To set-up an environment first install requirements with the following:
git clone https://github.com/wh629/CNLI-generalization.git
pip install -r jiant/requirements-dev.txt
Then install apex from:
https://github.com/NVIDIA/apex
You can use get_all_exp.sh
in run_scripts
to get commands for experiments. Commands for will appear in the newly created exp_scripts
directory as files named submit_exp_<training data>-<validation data>_<time stamp>.sh
.
For general use, you can get Python commands for experiments using:
sh get_all_exp.sh roberta-base none
Experiments are run on NYU's Prince computing cluster managed with Slurm. The following command can be used to generate commands to submit multiple jobs:
sh get_all_exp.sh roberta-base <absolute path to .sbatch file>
An example .sbatch
is provided in run_scripts
that requires updates to the <env name>
and <jiant path>
.
All scripts used to produce figures and tables can be found in the analysis_scripts
directory.

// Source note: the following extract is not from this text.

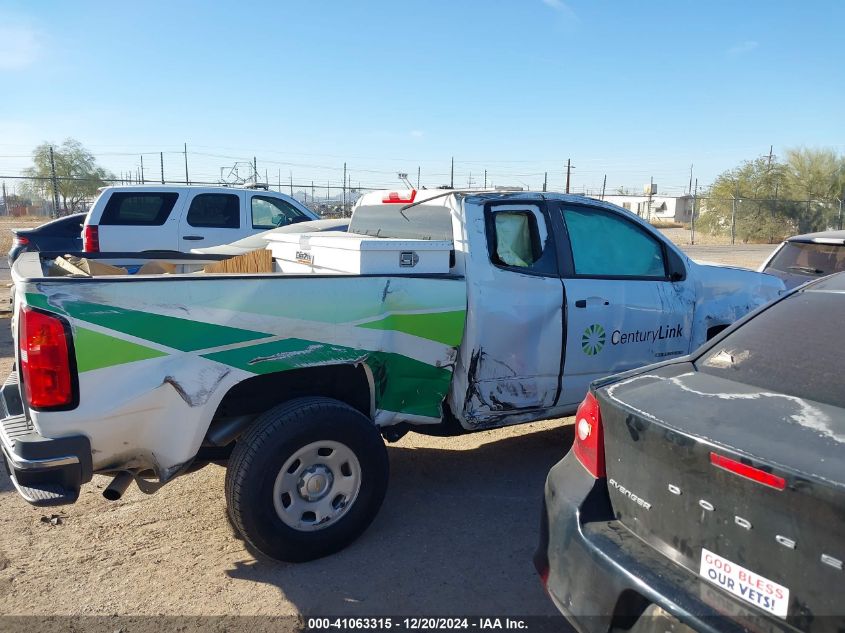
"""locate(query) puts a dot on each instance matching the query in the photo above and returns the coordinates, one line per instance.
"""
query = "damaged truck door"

Please refer to analysis.ipynb
for code used to compare run results and lexical-diversity.ipynb
for code used for n-gram counts.
@inproceedings{huang2020cnligeneralization,
title={Counterfactually-Augmented {SNLI} Training Data Does Not Yield Better Generalization Than Unaugmented Data},
author={William Huang and Haokun Liu and Samuel R. Bowman},
booktitle = {Proceedings of the 2020 EMNLP Workshop on Insights from Negative Results in NLP},
year={2020},
publisher = {The Association for Computational Linguistics}
}
Our code is released under the MIT License.